For the Co|Lab demonstration, Spot was fitted with image-capturing technology. While data capture might represent Spot’s initial deployment in construction, Ivey said the best use of the robot could be in places that are unsafe for humans.
“What immediately comes to mind in construction is hazardous conditions,” he said. “Maybe it’s something where you don’t want to HazMat up, throw on your booties and send somebody in so they can do 10 minutes of work and come back out. First of all, that’s a labor function that’s highly costly to monitor in a confined space. Secondly, it’s dangerous. I would rather lose a robot than lose a person.”
According to Ivey, Spot’s ease of use could help attract workers to the construction industry.
“Young people are not coming into the trades,” he said. “Today, I think the concept of robotics and the gamification of construction through robotics and other technology is how we’re going to attract kids who are playing ‘Call of Duty’ out of their basements.”
Prior to the coronavirus pandemic, the demand for labor in construction had been strong, said Anthony Marchio, an enterprise account executive with OpenSpace, a company that uses artificial intelligence to create 360-degree images of construction sites.
“For every one person being hired in construction, we’re losing two to three people to retirement,” he said. “So we’re absolutely not worried about robots taking jobs. There’s a labor shortage. Robots will be an absolute necessity if we’re going to keep pace with demand.”
While some forward-looking contractors might want to add Spot to their equipment inventory, the robot is not currently for sale. Instead, Boston Dynamics leases it.
“Our general guidance is that the total cost of the lease will be less than the price of a car, but that may vary depending on the number of Spots leased and how long the customer will be leasing the robot,” a spokesperson for Boston Dynamics said via e-mail.
While Ivey said he’s not sure how many Spots are currently deployed on construction sites, he did say that Tesla is using “two or three” at its factories.
“There aren’t a ton out there right now,” he said.
However, Ivey believes that could change as the construction industry begins to embrace the advantages of robotics.

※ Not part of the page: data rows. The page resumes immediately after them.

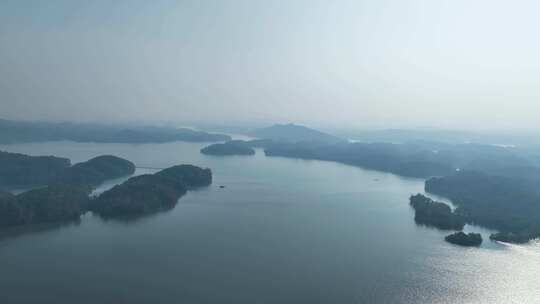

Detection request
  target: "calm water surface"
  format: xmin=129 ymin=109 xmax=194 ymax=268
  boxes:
xmin=0 ymin=142 xmax=540 ymax=303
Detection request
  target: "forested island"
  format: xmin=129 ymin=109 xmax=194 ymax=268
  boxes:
xmin=201 ymin=140 xmax=255 ymax=155
xmin=0 ymin=151 xmax=135 ymax=188
xmin=410 ymin=194 xmax=465 ymax=230
xmin=444 ymin=231 xmax=482 ymax=247
xmin=426 ymin=171 xmax=540 ymax=243
xmin=0 ymin=119 xmax=231 ymax=144
xmin=89 ymin=165 xmax=212 ymax=218
xmin=0 ymin=150 xmax=212 ymax=227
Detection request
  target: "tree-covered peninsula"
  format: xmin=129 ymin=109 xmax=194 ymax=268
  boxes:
xmin=90 ymin=165 xmax=212 ymax=218
xmin=410 ymin=194 xmax=465 ymax=230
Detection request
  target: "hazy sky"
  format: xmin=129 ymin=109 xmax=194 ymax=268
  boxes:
xmin=0 ymin=0 xmax=540 ymax=129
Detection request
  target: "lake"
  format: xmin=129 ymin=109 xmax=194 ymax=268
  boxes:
xmin=0 ymin=142 xmax=540 ymax=304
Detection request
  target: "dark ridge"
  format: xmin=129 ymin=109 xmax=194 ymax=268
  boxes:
xmin=426 ymin=172 xmax=540 ymax=243
xmin=201 ymin=141 xmax=255 ymax=156
xmin=90 ymin=165 xmax=212 ymax=218
xmin=444 ymin=231 xmax=482 ymax=247
xmin=410 ymin=194 xmax=465 ymax=230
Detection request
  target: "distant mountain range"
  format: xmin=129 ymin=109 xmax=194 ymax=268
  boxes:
xmin=249 ymin=123 xmax=344 ymax=144
xmin=0 ymin=120 xmax=231 ymax=144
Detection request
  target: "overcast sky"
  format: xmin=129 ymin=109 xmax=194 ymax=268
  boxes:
xmin=0 ymin=0 xmax=540 ymax=129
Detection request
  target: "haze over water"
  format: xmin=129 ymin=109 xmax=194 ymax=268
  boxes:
xmin=0 ymin=142 xmax=540 ymax=303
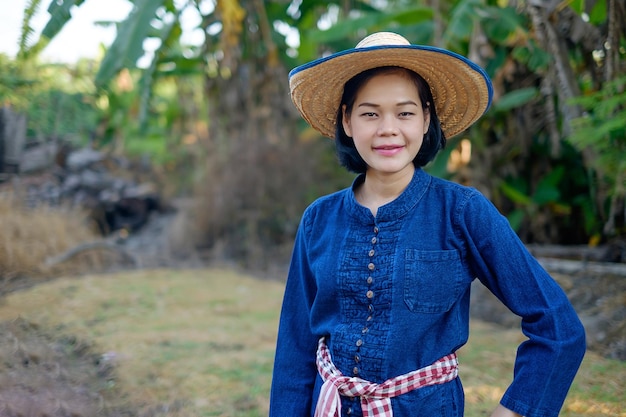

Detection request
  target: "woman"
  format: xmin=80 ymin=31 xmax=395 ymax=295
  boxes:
xmin=270 ymin=32 xmax=585 ymax=417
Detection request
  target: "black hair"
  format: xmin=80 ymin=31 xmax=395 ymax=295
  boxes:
xmin=335 ymin=66 xmax=446 ymax=174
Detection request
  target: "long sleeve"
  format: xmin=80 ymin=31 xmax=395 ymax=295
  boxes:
xmin=269 ymin=213 xmax=318 ymax=417
xmin=457 ymin=194 xmax=586 ymax=417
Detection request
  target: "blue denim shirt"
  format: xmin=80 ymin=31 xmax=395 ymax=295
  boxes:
xmin=270 ymin=169 xmax=585 ymax=417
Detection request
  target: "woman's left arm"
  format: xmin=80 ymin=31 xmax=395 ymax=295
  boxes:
xmin=491 ymin=404 xmax=522 ymax=417
xmin=456 ymin=192 xmax=586 ymax=417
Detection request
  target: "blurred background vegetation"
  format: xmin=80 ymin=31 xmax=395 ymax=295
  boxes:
xmin=0 ymin=0 xmax=626 ymax=268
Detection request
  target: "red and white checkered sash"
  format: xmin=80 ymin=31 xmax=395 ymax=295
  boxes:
xmin=315 ymin=337 xmax=458 ymax=417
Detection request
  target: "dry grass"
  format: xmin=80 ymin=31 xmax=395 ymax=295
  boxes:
xmin=0 ymin=191 xmax=112 ymax=284
xmin=0 ymin=269 xmax=626 ymax=417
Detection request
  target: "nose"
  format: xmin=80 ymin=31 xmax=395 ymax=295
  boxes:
xmin=378 ymin=116 xmax=398 ymax=136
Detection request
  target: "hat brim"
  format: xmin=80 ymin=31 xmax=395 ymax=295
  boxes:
xmin=289 ymin=45 xmax=493 ymax=138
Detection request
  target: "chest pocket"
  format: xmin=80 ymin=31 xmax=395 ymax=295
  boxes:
xmin=404 ymin=249 xmax=463 ymax=313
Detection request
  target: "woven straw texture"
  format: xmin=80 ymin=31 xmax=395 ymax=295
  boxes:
xmin=289 ymin=33 xmax=492 ymax=138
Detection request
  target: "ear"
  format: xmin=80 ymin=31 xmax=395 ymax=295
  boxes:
xmin=341 ymin=104 xmax=352 ymax=137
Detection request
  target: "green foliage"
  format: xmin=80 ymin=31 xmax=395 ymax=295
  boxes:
xmin=568 ymin=76 xmax=626 ymax=176
xmin=493 ymin=87 xmax=539 ymax=112
xmin=568 ymin=76 xmax=626 ymax=236
xmin=95 ymin=0 xmax=166 ymax=87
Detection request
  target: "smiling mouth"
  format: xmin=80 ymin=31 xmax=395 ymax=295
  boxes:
xmin=374 ymin=145 xmax=404 ymax=155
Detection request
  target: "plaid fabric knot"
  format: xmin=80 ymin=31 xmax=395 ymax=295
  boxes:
xmin=315 ymin=337 xmax=458 ymax=417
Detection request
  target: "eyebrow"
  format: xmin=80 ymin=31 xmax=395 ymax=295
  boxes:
xmin=357 ymin=100 xmax=419 ymax=107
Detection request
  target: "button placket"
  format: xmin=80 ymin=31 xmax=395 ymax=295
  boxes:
xmin=352 ymin=226 xmax=378 ymax=376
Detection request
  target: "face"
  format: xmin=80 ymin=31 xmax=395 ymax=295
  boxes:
xmin=343 ymin=72 xmax=430 ymax=175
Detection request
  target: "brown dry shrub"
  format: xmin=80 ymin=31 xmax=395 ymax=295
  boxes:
xmin=0 ymin=192 xmax=104 ymax=289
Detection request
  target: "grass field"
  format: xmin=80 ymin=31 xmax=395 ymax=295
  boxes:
xmin=0 ymin=269 xmax=626 ymax=417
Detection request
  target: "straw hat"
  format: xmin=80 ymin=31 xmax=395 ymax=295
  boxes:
xmin=289 ymin=32 xmax=493 ymax=138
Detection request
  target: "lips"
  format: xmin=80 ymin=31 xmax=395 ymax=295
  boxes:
xmin=374 ymin=145 xmax=404 ymax=156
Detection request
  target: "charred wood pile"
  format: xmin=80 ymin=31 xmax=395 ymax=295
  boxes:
xmin=0 ymin=133 xmax=163 ymax=236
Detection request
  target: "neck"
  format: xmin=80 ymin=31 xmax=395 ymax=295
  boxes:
xmin=355 ymin=169 xmax=415 ymax=216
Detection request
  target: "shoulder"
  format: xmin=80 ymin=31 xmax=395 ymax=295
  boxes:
xmin=428 ymin=176 xmax=487 ymax=202
xmin=422 ymin=177 xmax=500 ymax=221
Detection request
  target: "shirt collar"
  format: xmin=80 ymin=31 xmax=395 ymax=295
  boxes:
xmin=344 ymin=168 xmax=431 ymax=224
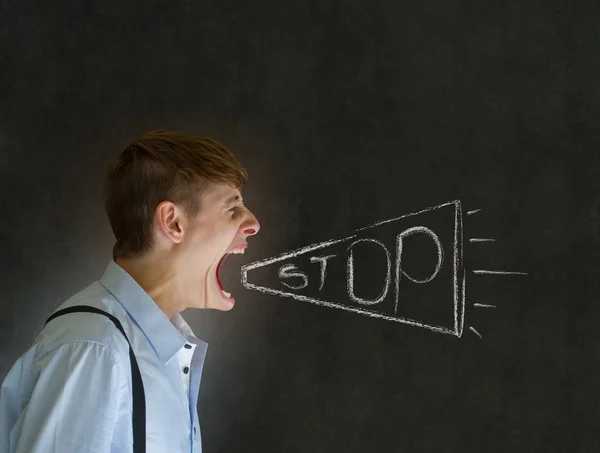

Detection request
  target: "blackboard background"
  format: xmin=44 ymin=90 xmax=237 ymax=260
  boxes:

“I think we’re on the precipice of one of the most exciting things I’ve seen in a number of years in the construction space,” he said. “I believe this technology can save jobs. Buildings are not getting cheaper, but people want to pay less for them. How do we maintain productivity and profitability and create a great product? The only way to do that is through technology.”
Finally, products like Spot can help ease longstanding fears of machines replacing human workers, said Sophia Zelov, industry engagement manager for AEC with Autodesk Technology Centers.
“The usability and accessibility of something like Spot is really enticing because it’s breaking down those barriers of human innateness to be fearful of something like this,” she said.
Trey Barrineau is the managing editor of Development magazine.
Say Hello to Handle
Boston Robotics also makes a robot that can work in logistics facilities, which have been moving much greater volumes of material during the coronavirus crisis.
Handle is more than six feet tall and moves around on two wheels at speeds up to about nine miles an hour. Its two robotic arms can lift up to 100 pounds. Handle can travel about 15 miles on a single battery charge.